By 8:00 PM, Trattoria Rossi had been completely transformed into a glittering, grotesque theater of hypocrisy. Fifty thousand dollars’ worth of rented crystal chandeliers hung incongruously from my father’s rustic wooden beams. White truffles—the real ones, this time, flown in fresh from Alba—were being extravagantly shaved over gold-leaf risotto and served to 200 of the city’s most powerful, corrupt elite.
I didn’t wear the gray dress.
Instead, I wore my late grandmother’s vintage crimson gown. It was a masterpiece of tailored silk, a dress the exact, vibrant color of our signature, slow-simmered tomato sauce.
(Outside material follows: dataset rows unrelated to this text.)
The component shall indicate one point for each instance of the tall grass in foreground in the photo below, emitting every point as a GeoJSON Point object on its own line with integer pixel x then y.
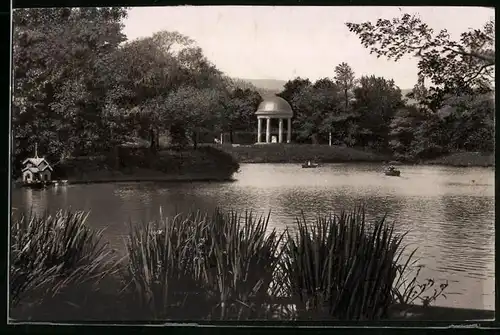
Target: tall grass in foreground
{"type": "Point", "coordinates": [50, 252]}
{"type": "Point", "coordinates": [218, 266]}
{"type": "Point", "coordinates": [340, 267]}
{"type": "Point", "coordinates": [201, 266]}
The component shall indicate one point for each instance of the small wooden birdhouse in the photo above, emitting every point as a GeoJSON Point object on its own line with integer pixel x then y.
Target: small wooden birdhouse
{"type": "Point", "coordinates": [36, 169]}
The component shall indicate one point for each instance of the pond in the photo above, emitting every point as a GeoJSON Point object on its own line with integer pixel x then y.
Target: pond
{"type": "Point", "coordinates": [449, 212]}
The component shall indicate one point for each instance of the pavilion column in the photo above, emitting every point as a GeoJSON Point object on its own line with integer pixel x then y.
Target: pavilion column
{"type": "Point", "coordinates": [268, 130]}
{"type": "Point", "coordinates": [289, 131]}
{"type": "Point", "coordinates": [259, 129]}
{"type": "Point", "coordinates": [280, 134]}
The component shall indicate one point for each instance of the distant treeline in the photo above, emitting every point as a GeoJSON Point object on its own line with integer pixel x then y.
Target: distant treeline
{"type": "Point", "coordinates": [81, 89]}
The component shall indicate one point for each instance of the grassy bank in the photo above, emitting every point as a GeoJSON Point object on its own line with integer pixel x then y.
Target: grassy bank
{"type": "Point", "coordinates": [215, 266]}
{"type": "Point", "coordinates": [138, 164]}
{"type": "Point", "coordinates": [299, 153]}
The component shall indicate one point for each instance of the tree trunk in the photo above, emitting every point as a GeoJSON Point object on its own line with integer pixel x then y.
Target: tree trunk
{"type": "Point", "coordinates": [152, 138]}
{"type": "Point", "coordinates": [346, 100]}
{"type": "Point", "coordinates": [194, 137]}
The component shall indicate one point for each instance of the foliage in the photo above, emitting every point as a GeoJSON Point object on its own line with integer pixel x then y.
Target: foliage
{"type": "Point", "coordinates": [51, 252]}
{"type": "Point", "coordinates": [225, 266]}
{"type": "Point", "coordinates": [314, 108]}
{"type": "Point", "coordinates": [292, 87]}
{"type": "Point", "coordinates": [453, 67]}
{"type": "Point", "coordinates": [340, 267]}
{"type": "Point", "coordinates": [56, 56]}
{"type": "Point", "coordinates": [345, 79]}
{"type": "Point", "coordinates": [376, 102]}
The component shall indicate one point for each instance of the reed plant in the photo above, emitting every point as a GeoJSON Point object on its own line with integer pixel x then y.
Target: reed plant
{"type": "Point", "coordinates": [341, 267]}
{"type": "Point", "coordinates": [217, 266]}
{"type": "Point", "coordinates": [50, 252]}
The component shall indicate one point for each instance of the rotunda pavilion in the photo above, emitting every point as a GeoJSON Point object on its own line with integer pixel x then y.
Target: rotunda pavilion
{"type": "Point", "coordinates": [274, 108]}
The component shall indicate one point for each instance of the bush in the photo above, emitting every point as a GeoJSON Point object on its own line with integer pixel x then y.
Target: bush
{"type": "Point", "coordinates": [50, 252]}
{"type": "Point", "coordinates": [222, 266]}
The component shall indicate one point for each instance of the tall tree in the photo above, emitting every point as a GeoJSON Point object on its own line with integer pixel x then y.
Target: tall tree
{"type": "Point", "coordinates": [314, 110]}
{"type": "Point", "coordinates": [453, 67]}
{"type": "Point", "coordinates": [57, 93]}
{"type": "Point", "coordinates": [345, 79]}
{"type": "Point", "coordinates": [293, 87]}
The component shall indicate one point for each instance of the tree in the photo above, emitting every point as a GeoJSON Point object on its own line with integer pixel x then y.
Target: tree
{"type": "Point", "coordinates": [376, 102]}
{"type": "Point", "coordinates": [344, 78]}
{"type": "Point", "coordinates": [189, 110]}
{"type": "Point", "coordinates": [293, 87]}
{"type": "Point", "coordinates": [453, 67]}
{"type": "Point", "coordinates": [315, 106]}
{"type": "Point", "coordinates": [153, 67]}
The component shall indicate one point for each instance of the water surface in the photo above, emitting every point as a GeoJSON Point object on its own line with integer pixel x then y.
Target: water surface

I paired it with my mother’s diamond earrings and blood-red lipstick.
When I emerged from the back hallway and descended the main staircase, the roar of conversation in the room momentarily quieted. The sea of black tuxedos and pastel gowns parted. Isabella, standing by the champagne tower, had her face drain of color. Her grip tightened so hard on her crystal flute that I saw her knuckles turn white. Marco’s jaw ticked violently.
“What the hell are you doing?” Marco hissed, abandoning a conversation with a state senator to intercept me before I could reach the center of the dining floor. His heavy fingers dug into my bare arm, a brutal, hidden violence masked beneath his tailored Armani tuxedo. “You’re supposed to be in the back, staying out of sight.”
“It’s my family’s anniversary, Uncle,” I replied smoothly, meeting his furious gaze without blinking, forcefully pulling my arm free from his grasp. “I wouldn’t miss it for the world. I have a role to play, after all.”
The tension radiating from us was thick enough to cut with a meat cleaver. Every politician, every snobbish food critic, every compromised judge Marco had bought off over the last six months was subtly watching us. They knew the whispered rumors. They knew the narrative Isabella had spun: that I was the unstable, grieving, incompetent daughter who was slowly but surely driving the restaurant into the ground.